Wenn ich Primarschüler:innen erkläre, was eine Ingenieurin oder ein Ingenieur macht, sage ich, dass sie neue Dinge erfinden, die es noch nicht gibt. Der coolste Job, den ich mir vorstellen kann! Kürzlich war ich beim Flughafen Kloten in einer Halle mit Simulatoren, in denen die Pilot:innen gefährliche Situationen üben. Die eins zu eins nachgebildeten Cockpits stehen auf hydraulischen Stelzen – bewegen sich mit. Im Innern fühlt es sich so real an wie bei einem echten Flug. Eine Reihe von Techniker:innen unterhält die Simulatoren, Entwicklungsingenieur:innen arbeiten an Simulatoren für neue Flugzeugtypen. Das Schöne am Job: Auch sie sitzen öfters im Simulator. Sie müssen bei einem Problem nachvollziehen können, was nicht funktioniert hat.

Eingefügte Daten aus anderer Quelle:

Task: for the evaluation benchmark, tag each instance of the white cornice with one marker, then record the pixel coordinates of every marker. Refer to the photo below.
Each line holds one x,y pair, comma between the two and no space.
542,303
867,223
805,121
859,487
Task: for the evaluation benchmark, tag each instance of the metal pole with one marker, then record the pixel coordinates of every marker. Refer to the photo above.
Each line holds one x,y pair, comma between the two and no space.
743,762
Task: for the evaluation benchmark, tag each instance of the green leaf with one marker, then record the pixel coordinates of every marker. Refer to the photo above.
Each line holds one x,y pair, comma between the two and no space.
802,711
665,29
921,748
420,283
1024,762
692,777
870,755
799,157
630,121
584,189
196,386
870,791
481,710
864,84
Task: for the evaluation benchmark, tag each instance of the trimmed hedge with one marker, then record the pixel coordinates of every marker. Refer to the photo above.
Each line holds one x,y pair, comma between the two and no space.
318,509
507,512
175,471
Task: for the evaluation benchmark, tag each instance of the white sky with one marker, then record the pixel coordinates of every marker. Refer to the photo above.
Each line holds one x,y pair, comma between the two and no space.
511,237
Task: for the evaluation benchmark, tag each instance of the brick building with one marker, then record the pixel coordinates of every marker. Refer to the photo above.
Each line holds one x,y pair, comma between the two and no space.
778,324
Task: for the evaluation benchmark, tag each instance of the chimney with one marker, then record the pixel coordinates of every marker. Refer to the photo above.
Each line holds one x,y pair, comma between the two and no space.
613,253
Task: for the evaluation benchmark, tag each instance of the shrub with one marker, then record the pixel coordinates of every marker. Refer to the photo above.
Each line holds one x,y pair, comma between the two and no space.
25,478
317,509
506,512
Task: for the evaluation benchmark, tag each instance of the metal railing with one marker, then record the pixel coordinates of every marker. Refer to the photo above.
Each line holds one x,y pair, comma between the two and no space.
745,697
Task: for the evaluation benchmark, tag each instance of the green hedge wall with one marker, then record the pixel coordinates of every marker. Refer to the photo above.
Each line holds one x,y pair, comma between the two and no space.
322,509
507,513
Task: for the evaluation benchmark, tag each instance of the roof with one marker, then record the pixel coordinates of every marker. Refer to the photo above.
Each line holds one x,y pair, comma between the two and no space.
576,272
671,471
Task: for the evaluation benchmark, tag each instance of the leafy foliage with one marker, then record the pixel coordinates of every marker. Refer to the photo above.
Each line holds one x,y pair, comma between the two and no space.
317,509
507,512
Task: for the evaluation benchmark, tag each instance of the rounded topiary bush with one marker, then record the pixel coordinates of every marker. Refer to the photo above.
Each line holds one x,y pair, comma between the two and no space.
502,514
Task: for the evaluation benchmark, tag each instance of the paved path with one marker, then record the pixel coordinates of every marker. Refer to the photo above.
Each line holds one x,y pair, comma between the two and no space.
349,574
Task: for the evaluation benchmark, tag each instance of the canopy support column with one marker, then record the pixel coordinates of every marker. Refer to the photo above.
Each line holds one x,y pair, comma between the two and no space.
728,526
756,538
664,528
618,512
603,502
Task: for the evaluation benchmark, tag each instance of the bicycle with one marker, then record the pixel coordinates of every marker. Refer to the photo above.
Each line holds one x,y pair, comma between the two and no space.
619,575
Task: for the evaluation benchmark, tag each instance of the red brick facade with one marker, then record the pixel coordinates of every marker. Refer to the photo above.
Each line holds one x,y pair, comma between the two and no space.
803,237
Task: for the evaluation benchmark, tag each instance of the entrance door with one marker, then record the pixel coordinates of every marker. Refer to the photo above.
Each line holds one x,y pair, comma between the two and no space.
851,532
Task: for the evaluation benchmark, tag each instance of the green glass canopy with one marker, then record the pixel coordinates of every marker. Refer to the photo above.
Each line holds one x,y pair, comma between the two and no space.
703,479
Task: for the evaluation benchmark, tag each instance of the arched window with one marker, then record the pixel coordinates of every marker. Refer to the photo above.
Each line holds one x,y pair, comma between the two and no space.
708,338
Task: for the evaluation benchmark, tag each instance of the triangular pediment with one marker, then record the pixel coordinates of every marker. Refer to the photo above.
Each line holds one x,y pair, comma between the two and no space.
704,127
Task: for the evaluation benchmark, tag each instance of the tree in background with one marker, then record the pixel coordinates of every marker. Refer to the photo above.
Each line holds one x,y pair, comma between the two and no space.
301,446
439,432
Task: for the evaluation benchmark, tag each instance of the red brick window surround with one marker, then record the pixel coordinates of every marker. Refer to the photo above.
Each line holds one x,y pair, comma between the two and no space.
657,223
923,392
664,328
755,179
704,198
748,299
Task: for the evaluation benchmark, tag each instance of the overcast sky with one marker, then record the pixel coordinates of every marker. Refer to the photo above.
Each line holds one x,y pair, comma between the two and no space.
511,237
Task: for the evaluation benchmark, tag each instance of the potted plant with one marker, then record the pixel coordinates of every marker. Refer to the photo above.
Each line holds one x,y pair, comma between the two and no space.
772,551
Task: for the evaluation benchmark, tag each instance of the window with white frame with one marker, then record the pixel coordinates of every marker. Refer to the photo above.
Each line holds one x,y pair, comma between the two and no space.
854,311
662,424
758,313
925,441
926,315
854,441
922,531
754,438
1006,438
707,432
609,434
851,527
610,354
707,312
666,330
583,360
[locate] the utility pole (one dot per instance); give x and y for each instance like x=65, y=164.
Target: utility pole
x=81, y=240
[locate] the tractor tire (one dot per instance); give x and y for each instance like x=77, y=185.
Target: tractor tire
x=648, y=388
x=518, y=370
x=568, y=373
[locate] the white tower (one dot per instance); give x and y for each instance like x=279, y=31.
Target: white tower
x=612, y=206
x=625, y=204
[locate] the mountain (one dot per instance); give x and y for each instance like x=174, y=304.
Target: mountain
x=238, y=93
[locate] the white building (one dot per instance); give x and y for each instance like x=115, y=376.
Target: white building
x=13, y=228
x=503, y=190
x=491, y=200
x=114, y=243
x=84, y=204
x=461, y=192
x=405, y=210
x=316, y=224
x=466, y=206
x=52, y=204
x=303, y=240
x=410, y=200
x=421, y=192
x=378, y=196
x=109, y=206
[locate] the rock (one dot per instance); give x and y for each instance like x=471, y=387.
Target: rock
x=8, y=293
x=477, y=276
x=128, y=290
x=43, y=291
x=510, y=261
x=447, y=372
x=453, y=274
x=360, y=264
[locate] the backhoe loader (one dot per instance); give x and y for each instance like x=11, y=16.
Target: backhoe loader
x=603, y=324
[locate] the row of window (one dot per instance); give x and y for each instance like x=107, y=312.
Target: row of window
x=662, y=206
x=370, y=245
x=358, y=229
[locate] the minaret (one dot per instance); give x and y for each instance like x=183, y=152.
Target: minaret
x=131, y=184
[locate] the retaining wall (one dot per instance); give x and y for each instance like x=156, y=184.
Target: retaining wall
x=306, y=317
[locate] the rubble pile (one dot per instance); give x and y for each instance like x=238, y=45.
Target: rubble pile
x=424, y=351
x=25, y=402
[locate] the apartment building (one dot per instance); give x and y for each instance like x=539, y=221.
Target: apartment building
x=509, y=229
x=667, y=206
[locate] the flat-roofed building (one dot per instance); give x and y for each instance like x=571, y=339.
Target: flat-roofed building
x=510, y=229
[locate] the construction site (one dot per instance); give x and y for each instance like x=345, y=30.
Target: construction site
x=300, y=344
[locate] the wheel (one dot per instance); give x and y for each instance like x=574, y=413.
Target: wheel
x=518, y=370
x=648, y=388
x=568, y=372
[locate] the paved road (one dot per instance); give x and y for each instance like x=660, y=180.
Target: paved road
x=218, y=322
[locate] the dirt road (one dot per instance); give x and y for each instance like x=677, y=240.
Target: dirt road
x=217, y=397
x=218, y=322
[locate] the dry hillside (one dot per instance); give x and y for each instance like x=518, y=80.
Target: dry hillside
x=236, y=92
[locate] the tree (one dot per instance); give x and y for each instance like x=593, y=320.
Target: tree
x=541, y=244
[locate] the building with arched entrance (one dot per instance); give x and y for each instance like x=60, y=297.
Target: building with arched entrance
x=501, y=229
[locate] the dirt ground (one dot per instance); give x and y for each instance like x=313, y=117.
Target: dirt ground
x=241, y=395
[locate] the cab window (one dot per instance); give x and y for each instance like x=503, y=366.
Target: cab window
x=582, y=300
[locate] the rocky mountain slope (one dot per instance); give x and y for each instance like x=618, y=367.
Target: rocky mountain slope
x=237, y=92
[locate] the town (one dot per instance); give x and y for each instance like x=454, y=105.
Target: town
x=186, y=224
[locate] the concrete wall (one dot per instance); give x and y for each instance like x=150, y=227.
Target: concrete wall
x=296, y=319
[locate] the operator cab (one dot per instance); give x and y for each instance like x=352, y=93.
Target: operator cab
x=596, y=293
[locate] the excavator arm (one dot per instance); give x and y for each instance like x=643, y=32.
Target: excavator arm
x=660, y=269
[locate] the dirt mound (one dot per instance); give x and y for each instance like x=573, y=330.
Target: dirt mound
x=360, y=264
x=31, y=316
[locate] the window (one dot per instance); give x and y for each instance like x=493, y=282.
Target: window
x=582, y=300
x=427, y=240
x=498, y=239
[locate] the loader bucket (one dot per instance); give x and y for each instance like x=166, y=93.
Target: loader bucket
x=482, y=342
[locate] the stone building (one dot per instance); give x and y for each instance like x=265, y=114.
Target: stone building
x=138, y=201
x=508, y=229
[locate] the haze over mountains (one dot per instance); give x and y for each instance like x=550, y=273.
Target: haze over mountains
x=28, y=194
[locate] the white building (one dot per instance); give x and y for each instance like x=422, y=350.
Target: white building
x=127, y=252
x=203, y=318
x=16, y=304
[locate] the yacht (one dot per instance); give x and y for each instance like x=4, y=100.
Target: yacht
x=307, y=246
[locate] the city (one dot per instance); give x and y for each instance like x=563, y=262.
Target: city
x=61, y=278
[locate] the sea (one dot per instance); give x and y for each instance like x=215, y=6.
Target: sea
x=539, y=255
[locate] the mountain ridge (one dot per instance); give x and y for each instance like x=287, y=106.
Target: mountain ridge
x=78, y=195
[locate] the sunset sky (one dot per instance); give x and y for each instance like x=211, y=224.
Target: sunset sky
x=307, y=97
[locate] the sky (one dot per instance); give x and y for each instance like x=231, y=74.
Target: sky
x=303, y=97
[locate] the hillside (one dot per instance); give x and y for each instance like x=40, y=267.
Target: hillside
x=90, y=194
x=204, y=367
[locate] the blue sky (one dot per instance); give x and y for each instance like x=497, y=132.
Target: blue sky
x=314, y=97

Trotzdem findet die Betreiberfirma kaum Techniker:innen für den Job. Warum eigentlich? Bei den Pilot:innen gibt es kein Nachwuchsproblem, dort sind die Plätze im Cockpit nach wie vor begehrt! Es ist ein ganzer Strauss von Gründen, warum es zu wenige Ingenieur:innen gibt: Die Jugendlichen kennen die Berufe nicht, das ETH-Studium gilt als anspruchsvoll, und der Job in der Technik verspricht weniger Prestige als derjenige im Cockpit. Hinzu kommt, dass unsere Gesellschaft es nicht gewohnt ist, dass Frauen im Ingenieurbereich arbeiten. Viele Mädchen, die sich sehr gut machen würden, verzichten auf ein entsprechendes Studium.

Wenn wir mehr Ingenieur:innen wollen, müssen wir also diese Punkte anpacken. IngCH führt seit 30 Jahren Technik- und Informatikwochen durch: Den Gymi-Schüler:innen werden die technischen Studiengänge mit Workshops, Referaten und Besuchen bei Firmen und Hochschulen schmackhaft gemacht. Lassen sich die Jugendlichen überzeugen? Ja! Wir fragen die ehemaligen Teilnehmenden, was sie nun studieren. Ob die Woche ihren Entscheid zugunsten eines MINT-Berufs beeinflusst hat. Rund 10 Prozent geben an, dass sie aufgrund der Technikwoche ein technisches Studium gewählt haben. Bei jährlich 1300 Teilnehmenden sind dies immerhin 130 zusätzliche Ingenieur:innen.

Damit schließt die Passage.